EuGH-Urteil zum KWKG

Brüssel, Berlin 10.07.2026. Im Verfahren zur Kraft-Wärme-Kopplung hat der Europäische Gerichtshof (EuGH) nun sein Urteil gefällt. Das deutsche Kraft-Wärme-Kopplungsgesetz (KWKG) stellt keine staatliche Beihilfe im Sinne des europäischen Beihilferechts dar.

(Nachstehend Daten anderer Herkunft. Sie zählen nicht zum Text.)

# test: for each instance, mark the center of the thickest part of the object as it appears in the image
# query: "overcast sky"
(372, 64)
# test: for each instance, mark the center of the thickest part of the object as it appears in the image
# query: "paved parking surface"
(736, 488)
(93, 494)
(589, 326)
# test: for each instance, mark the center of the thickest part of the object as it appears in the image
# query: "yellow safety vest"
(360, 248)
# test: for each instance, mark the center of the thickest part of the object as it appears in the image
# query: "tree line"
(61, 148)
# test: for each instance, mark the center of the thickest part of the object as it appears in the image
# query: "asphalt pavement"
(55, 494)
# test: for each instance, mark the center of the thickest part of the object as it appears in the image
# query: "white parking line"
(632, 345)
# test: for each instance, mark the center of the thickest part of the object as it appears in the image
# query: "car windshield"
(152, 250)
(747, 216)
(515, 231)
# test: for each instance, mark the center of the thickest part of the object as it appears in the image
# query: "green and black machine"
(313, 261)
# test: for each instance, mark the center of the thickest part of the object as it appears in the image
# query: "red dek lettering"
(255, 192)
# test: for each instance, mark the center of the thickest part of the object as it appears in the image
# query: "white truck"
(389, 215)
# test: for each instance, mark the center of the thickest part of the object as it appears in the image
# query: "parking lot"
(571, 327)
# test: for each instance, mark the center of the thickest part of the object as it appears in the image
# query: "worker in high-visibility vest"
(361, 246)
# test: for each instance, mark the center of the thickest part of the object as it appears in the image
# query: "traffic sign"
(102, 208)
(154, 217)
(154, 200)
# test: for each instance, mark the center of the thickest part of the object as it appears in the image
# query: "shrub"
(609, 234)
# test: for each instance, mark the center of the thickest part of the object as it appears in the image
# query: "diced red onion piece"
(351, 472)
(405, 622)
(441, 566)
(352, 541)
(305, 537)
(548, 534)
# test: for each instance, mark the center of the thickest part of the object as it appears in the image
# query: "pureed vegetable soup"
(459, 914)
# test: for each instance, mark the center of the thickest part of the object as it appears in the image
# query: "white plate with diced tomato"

Weg frei für KWKG-Novellierung

Damit ist der Weg für die lang erwartete Novellierung des KWKG frei. Zudem dürfte das Urteil generell deutlich mehr Spielraum bei marktwirtschaftlich organisierten Umlagemechanismen (jenseits des EU-Beihilferechts) entfalten – ein EuGH-Urteil mit Strahlkraft.

Begründung des Urteils

Im Kern ging es im Verfahren um die Frage, ob die zur Finanzierung genutzten Gelder als "staatliche Mittel" im Sinne des EU-Rechts zu qualifizieren sind. Der EuGH stellte klar: Wenn keine zwingende gesetzliche Verpflichtung besteht, die finanzielle Belastung aus einem Aufschlag auf den Stromverkaufspreis an die Endkunden weiterzugeben, kann nicht davon ausgegangen werden, dass diese Mittel aus einer Steuer oder einer anderen obligatorischen staatlichen Abgabe stammen. Im konkreten Fall des deutschen KWKG sind die Netzbetreiber zwar berechtigt, die finanzielle Last über eine Umlage auf die Endkunden abzuwälzen, aber eben rechtlich nicht dazu verpflichtet. Da die Abwälzung auf die Verbraucher optional sei, fehle es an dem für staatliche Mittel erforderlichen Zwangscharakter.

Folgen des Urteils

Das Urteil dürfte damit auch Strahlkraft über das KWKG hinaus haben. Rein marktwirtschaftlich organisierte Umlagemechanismen, die Unternehmen Spielraum bei der Preisgestaltung und Weitergabe von Kosten lassen, könnten künftig nicht mehr unter das strenge europäische Beihilferecht fallen – selbst dann, wenn sie staatlich initiiert oder reguliert sind.